3. Get rid of the calendar.
You’re busy. But an empty calendar on your web site sure doesn’t reflect that. If you’re not going to update your calendar, get rid of it. (The same is true of any area of your site you aren’t updating: if you have an “in the news” area that’s languishing, use it or remove it.)

4. Make sure every person who fills out your volunteer form gets a prompt response.
Do this even if you’re not currently in the middle of a campaign; this is not about you, it’s about them. They found your web site, filled out your form and want to help. Thank them and give them some expectation of when things will heat up. (And heck, while you’re at it, why don’t you recruit them to send emails in response to offers of volunteer help?)

5. Give your press releases a home on the web.
You—or someone in your office—are already doing this work so expose more people to it (and start building a library of your accomplishments) by making them available (preferably not as pdfs) on your site.

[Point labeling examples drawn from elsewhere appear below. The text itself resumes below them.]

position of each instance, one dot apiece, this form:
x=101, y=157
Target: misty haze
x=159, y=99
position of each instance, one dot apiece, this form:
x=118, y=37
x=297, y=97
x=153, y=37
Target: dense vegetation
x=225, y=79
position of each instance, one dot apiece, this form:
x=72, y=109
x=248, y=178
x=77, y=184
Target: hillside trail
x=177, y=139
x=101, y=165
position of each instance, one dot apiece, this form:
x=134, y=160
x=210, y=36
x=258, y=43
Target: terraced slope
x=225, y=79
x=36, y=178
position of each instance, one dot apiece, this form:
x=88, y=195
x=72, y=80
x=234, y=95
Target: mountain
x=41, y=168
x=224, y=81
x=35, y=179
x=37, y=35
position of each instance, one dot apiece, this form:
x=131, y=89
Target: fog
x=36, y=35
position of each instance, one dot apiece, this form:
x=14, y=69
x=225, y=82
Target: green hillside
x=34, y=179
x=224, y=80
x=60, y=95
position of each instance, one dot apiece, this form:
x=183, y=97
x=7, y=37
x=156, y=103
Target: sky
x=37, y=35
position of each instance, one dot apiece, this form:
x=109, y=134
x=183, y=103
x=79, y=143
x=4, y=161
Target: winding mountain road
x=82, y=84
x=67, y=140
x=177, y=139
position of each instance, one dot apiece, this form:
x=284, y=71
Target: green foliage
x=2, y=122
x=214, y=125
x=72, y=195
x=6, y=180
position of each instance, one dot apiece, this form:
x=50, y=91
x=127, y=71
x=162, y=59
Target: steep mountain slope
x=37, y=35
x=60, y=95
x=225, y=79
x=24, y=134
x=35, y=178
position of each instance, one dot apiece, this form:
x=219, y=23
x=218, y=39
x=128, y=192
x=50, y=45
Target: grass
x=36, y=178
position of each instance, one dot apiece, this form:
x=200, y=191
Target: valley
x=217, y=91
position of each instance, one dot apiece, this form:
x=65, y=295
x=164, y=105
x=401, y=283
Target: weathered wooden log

6. Make sure your links go to the right place.
Really. You’d be surprised how many political sites include broken links or calendar buttons that link to a volunteer form. Ask a volunteer or a kid to go through and click every single link. And then fix what’s broken.

7. Remove or resize photos that are too small to see whose hand you’re shaking.
The mere presence of photos does not make your site graphically interesting.

8. If you must link to pdf files, warn your readers.
Adobe’s pdf format is a convenient way to distribute materials, but it’s not very web friendly. If possible, include the pdf as html so web searchers will find the info when they surf. And if it really makes most sense to link to a pdf, indicate it as such with a simple (pdf) embedded in the link.

9. Spell check your site, then grammar check it.
Because it's so easy to publish to the web, many folks are tempted to skip the spelling/grammar check; don't fall into this trap.

10. Get someone to update your site so constituents have easy access to news about what you're doing.
Oh wait, that's way beyond making sure your web presence isn't an embarrassment; I'll cover this one (in great detail) later.